In Crawford, for example, the district court awarded 6.68% of the past-due benefits. From the lodestar point of view, this was a premium of 40% over the lodestar.... But from the contingent-fee point of view, 6.68% of past-due benefits was over 73% less than the contracted fee and over 60% less than the [already] discounted fee the attorney requested. Had the district court started with the contingent-fee agreement, ending with a 6.68% fee would be a striking reduction from the parties' fee agreement. This difference underscores the practical importance of starting with the contingent-fee agreement and not just viewing it as an enhancement.

Id. at 1150-51.[4]

III. DISCUSSION

As prescribed by Gisbrecht and Crawford, the Court begins by reviewing the contingency fee agreement entered into by Plaintiff and his counsel. The contingency agreement states that Plaintiff agreed to pay attorneys' fees not to exceed 25% of any past due benefits resulting from his claims. Because Plaintiff was awarded approximately $50, 450.00 in past due benefits, and because the requested fee of $12, 612.50 represents 25% of Plaintiff's award, it is evident that Plaintiff's counsel has submitted a request that does not exceed the statutory maximum.

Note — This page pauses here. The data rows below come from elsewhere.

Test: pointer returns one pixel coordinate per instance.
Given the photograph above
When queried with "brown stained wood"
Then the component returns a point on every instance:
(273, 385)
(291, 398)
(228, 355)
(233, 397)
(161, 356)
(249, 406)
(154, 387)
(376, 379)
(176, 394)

With respect to the reasonableness of the fee requested, the Court is satisfied that no down adjustment is warranted. The character of the representation and the results achieved ($50, 450 in past due benefits) were both good, especially when you consider the fact that Plaintiff's counsel began working on this case over six years ago. Moreover, the representation of Plaintiff was professional, there was no significant delay attributable to Plaintiff's counsel, and the fee was in proportion to the time spent on the case and would not result in a windfall to Plaintiff's counsel. Plaintiff's counsel spent approximately 36 hours on the two appeals to federal district court. Thus, the effective hourly rate for the requested fee is approximately $350.35 ($12, 612.50 divided by 36 hours), which is below many effective hourly rates that have been approved in this district. See Ross v. Comm'r Soc. Sec., No. 6:10-cv-06410-SI, 2014 WL 2442331, at *2 (D. Or. May 30, 2014) (collecting cases and making the same observation in approving a fee request that resulted in an effective hourly rate of $380).

IV. CONCLUSION

For the reasons stated, the Court recommends granting Plaintiff's unopposed motion (Docket No. 18) for § 406(b) fees in amount of $12, 612.50, less the $6, 100.00 previously awarded under the EAJA.

V. SCHEDULING ORDER

The Findings and Recommendation will be referred to a district judge. Objections, if any, are due July 14, 2014. If no objections are filed, then the Findings and Recommendation will go under advisement on that date. If objections are filed, then a response is due August 1, 2014. When the response is due or filed, whichever date is earlier, the Findings and Recommendation will go under advisement.